HIGH-RESOLUTION X-RAY STUDIES ON RABBIT SERUM TRANSFERRIN - PRELIMINARY STRUCTURE-ANALYSIS OF THE N-TERMINAL HALF-MOLECULE AT 2.3-A RESOLUTION

An iron-containing half-molecule fragment (M(r) congruent-to 39 000) of rabbit serum transferrin has been crystallized using the hanging-drop vapour-diffusion technique. The crystals belong to the space group P3(1)21 with cell parameters a = 67.06 (3), c = 138.33 (11) angstrom. Partial amino-acid sequence analysis has shown that this fragment corresponds to the N-terminal lobe of the intact molecule. Intensity data, to a resolution of 2.3-angstrom, were collected photographically using the oscillation method. The structure was determined by molecular replacement using the coordinates of the N-terminal lobe of the undigested parent molecule as the search model. A preliminary least-squares refinement of the molecular-replacement solution resulted in an R factor of 28% for all data between 7.0 and 2.3-angstrom. The refinement was performed initially with both the iron atom and the carbonate anion excluded from the model. The resulting \F(o)\ - \F(c)\ difference Fourier map was readily interpreted in the vicinity of the iron-binding site in terms of a carbonate anion directly bound to the iron in a bidentate fashion. The current R factor is 22.5% for all data between 7.0 and 2.3-angstrom.
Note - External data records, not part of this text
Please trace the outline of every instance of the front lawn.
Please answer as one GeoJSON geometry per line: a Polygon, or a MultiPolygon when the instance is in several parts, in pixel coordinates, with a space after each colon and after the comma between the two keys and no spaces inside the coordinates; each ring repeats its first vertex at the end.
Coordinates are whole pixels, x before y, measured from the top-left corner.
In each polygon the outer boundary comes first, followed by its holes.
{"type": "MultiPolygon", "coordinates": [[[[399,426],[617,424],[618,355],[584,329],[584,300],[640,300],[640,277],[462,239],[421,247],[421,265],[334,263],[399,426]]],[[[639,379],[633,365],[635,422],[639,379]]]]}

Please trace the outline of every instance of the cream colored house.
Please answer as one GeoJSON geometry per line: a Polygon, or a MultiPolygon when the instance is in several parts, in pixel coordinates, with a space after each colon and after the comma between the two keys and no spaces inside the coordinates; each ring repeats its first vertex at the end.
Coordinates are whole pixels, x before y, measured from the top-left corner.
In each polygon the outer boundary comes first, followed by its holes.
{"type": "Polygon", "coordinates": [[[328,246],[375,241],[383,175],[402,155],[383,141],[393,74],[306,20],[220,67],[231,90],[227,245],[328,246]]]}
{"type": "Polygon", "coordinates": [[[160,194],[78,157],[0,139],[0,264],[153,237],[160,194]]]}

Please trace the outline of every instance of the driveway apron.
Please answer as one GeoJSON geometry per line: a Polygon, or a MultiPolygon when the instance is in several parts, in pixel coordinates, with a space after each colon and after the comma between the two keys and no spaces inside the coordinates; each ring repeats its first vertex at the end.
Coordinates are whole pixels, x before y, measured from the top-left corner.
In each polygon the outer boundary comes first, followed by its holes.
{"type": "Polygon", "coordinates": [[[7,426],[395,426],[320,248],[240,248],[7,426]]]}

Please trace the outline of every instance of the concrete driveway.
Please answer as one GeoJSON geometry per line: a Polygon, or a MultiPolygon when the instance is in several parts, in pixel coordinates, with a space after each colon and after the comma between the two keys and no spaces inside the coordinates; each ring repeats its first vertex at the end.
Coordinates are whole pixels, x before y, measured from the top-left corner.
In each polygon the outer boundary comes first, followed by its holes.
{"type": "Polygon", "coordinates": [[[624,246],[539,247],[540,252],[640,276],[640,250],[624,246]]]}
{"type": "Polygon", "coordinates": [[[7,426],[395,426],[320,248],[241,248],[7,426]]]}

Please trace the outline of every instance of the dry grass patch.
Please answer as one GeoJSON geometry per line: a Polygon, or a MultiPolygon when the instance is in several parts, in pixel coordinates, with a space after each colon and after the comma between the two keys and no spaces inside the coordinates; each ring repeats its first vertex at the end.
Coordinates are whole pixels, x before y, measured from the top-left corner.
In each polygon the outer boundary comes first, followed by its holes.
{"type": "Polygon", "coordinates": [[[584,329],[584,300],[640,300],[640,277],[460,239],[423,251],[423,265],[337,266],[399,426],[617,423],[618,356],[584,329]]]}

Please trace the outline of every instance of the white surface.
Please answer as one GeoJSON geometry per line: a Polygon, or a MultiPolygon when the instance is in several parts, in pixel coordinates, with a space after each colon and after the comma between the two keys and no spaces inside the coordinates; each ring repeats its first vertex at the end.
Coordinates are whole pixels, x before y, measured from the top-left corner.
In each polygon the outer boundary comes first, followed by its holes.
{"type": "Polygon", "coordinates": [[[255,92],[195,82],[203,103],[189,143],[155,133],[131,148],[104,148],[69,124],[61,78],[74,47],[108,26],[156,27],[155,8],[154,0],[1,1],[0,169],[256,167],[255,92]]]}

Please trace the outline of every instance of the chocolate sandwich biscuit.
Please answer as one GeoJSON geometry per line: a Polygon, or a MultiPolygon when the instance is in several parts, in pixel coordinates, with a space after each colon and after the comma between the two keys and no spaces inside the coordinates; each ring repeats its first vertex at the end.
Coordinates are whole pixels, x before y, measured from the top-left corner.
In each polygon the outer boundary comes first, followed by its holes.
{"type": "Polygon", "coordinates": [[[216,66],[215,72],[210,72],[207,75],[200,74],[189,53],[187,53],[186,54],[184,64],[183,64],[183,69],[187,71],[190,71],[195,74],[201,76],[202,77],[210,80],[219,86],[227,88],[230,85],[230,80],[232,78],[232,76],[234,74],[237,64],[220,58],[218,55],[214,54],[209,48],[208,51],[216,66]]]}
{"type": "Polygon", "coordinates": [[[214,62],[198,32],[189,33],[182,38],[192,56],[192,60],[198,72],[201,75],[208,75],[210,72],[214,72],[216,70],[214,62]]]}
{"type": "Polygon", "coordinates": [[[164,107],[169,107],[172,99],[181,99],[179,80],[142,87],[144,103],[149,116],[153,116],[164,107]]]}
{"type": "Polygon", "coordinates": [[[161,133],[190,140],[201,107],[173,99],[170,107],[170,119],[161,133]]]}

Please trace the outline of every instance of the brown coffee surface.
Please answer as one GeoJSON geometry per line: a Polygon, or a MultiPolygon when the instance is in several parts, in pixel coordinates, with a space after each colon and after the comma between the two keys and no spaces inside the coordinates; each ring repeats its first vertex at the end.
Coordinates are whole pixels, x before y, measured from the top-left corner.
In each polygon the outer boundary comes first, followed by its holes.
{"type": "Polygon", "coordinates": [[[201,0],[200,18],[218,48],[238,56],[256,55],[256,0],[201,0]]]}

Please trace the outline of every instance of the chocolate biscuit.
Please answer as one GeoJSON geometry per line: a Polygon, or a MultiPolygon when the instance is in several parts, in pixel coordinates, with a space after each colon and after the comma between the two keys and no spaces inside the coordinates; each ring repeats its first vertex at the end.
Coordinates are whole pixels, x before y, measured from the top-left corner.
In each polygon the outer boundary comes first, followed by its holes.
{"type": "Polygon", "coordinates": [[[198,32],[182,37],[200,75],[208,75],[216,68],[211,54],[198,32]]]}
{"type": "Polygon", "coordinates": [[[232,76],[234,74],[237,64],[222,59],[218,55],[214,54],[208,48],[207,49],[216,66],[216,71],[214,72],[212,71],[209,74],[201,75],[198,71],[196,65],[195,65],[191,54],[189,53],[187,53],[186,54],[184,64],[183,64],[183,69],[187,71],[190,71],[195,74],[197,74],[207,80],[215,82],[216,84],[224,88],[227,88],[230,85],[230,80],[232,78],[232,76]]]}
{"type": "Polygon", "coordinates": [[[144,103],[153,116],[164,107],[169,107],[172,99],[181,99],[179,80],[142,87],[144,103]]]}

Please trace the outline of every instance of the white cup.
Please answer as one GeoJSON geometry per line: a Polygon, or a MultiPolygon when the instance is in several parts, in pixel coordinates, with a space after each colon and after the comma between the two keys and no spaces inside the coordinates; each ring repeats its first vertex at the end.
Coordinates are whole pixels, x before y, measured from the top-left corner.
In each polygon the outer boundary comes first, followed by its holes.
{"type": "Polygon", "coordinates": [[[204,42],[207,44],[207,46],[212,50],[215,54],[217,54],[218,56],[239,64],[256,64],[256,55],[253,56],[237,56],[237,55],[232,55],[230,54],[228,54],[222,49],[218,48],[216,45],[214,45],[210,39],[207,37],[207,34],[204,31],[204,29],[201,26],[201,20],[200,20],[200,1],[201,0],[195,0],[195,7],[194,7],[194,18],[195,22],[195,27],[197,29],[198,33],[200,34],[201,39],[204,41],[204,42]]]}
The carbonate anion with the four protein ligands (Asp63, Tyr95, Tyr188 and His249) forms a distorted octahedral arrangement around the Fe3+ cation. The anion appears to be 'locked' in position by the formation of hydrogen bonds to residues at the N-terminus of helix 5; these involve the side chains of Thr120 and Arg124 and the main-chain nitrogens of Ala126 and Gly127. The importance of this loop at the N-terminus of helix 5 in stabilizing the Fe3+ transferrin complex is further emphasized by the involvement of Ser125 in hydrogen bonding to the distal oxygen of Asp63; this is also an interdomain hydrogen bond. Water molecules have also been identified, some in close proximity to the iron-binding site, and in particular to the side chain of Arg124.